Compuesto por 14 temas de country-pop, vio la luz en el sello Warner Bros. Nashville, siguiendo la estela de un trabajo anterior suyo, Breathe (aquí podéis ver la entrada que le dediqué). Vamos ya con los singles que aparecieron de este disco.

La canción con la que se abre lleva por título Sunshine and Summertime. Obra de Rodney Clawson, John Rich y Kylie Sackley, la letra es una sucesión de lugares comunes que asociamos con el verano.

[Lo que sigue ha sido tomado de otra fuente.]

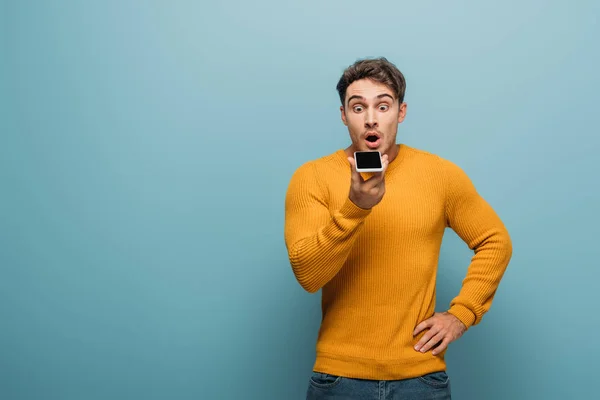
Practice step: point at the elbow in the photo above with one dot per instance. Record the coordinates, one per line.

Su primer single fue Mississippi Girl, escrita por John Rich y Adam Schoenfeld, sobre una mujer que, aunque ha triunfado en la música, no olvida sus orígenes humildes en Mississippi. Este fue su último número 1 en las listas.

En la letra de Stealing Kisses Lori McKenna habla sobre la monotonía de un matrimonio.

Ahora, un dúo con su marido, TimMcGraw, Like We Never Loved at All. Compuesto por Vicky McGehee, John Rich, Scot Sax, le reportó a Faith su último Grammy hasta la fecha en la categoría de mejor colaboración country.

Los compositores de The Lucky One fueron Brad y Brett Warren y Jay Joyce. La letra, muy optimista, habla de una mujer cuya vida parece un desastre pero que se considera afortunada porque tiene lo único que necesita: a su amado.